Il traffico marittimo nello stretto di Bering e nelle rotte artiche settentrionali è in aumento, segnalato da dati provenienti dall’Automatic Identification System (AIS). Attualmente, circa una decina di navi da crociera passeggeri incrociano il 70° parallelo verso nord, mentre quindicine di piccole barche a vela da diporto navigano in entrambe le direzioni. Un numero limitato di cargo da trasporto – non più di cinque – è presente nella rotta al largo dell'Alaska settentrionale, dove le condizioni ghiacciate rendono la navigazione particolarmente complessa.

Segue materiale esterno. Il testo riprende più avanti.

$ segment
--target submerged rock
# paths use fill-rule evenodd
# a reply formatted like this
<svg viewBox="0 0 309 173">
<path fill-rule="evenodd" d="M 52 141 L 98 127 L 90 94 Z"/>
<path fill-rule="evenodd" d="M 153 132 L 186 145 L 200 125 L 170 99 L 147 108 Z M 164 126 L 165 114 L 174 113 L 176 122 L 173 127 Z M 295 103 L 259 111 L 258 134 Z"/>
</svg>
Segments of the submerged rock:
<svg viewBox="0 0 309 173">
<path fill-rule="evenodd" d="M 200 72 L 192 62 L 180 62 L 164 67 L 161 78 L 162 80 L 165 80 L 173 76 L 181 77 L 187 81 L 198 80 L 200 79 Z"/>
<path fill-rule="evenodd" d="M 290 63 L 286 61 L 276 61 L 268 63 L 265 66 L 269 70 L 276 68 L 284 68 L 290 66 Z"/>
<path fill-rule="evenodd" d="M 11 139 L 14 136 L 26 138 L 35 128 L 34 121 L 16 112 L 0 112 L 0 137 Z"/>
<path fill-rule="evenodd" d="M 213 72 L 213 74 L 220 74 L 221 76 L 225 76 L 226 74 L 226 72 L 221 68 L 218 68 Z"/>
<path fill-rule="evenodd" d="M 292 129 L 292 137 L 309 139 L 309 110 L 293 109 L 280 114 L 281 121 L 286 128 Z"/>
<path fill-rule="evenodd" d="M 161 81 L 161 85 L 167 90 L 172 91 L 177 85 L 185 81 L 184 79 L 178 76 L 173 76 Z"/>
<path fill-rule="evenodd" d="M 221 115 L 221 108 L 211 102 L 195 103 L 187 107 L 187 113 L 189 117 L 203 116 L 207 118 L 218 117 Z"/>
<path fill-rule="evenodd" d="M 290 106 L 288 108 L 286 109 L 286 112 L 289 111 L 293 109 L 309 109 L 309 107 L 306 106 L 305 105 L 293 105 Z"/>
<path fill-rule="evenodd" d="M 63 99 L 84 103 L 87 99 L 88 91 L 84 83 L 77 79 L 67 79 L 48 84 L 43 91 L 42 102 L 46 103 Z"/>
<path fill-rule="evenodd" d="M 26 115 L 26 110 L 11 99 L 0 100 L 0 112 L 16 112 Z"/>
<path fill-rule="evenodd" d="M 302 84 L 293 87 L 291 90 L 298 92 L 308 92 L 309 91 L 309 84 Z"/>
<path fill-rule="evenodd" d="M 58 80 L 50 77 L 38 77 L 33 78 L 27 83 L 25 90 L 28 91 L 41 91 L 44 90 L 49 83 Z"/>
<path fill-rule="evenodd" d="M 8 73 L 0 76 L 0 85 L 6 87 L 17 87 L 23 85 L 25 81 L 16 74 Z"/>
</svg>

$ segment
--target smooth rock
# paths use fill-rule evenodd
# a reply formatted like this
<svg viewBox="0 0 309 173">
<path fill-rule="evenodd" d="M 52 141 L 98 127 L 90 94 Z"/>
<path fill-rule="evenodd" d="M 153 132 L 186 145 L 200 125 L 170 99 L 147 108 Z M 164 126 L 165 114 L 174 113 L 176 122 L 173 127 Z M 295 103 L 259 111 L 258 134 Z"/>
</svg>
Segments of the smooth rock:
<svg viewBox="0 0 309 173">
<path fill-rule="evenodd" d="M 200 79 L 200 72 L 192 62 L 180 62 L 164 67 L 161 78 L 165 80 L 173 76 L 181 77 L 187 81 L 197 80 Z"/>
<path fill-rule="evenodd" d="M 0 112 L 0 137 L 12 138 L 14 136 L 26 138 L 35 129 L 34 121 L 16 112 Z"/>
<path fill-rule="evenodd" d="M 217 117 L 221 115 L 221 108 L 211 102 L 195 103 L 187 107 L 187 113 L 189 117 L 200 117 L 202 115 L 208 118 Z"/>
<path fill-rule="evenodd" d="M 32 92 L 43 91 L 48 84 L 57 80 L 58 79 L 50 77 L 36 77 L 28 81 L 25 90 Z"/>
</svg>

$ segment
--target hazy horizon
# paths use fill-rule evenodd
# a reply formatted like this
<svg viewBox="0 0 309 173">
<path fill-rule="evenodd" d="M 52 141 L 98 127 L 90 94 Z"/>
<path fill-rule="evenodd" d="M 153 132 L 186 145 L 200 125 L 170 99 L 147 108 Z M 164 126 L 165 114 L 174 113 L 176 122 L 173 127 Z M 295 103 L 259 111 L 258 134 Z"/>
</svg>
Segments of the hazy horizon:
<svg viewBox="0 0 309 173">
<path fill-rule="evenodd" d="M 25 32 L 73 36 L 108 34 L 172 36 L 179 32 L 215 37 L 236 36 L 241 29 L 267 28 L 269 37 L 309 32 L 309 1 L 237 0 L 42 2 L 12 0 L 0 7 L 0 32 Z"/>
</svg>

Aumento del Traffico Russo e Presenza di Navi Cisterna
Il traffico sulle rotte russe del Passaggio di Nord-Est è invece significativamente più intenso. L'AIS registra la presenza di circa trenta cargo di grandi dimensioni e quarantatre navi cisterna che trasportano gas, organizzate in convogli scortati da rompighiaccio russi. Questa attività è vista come un’espansione delle capacità russe per aggirare le sanzioni internazionali imposte dopo l'invasione dell'Ucraina.
Le rotte artiche, tradizionalmente considerate difficili e costose da navigare, stanno diventando sempre più rilevanti per il trasporto di merci a causa del cambiamento climatico. La Russia, in alleanza con la Cina, sembra essere in una posizione di vantaggio nell'utilizzo di queste rotte, sfruttandole per il commercio e potenzialmente per attività illegali legate al traffico di risorse energetiche. La situazione è monitorata attentamente dalle potenze occidentali.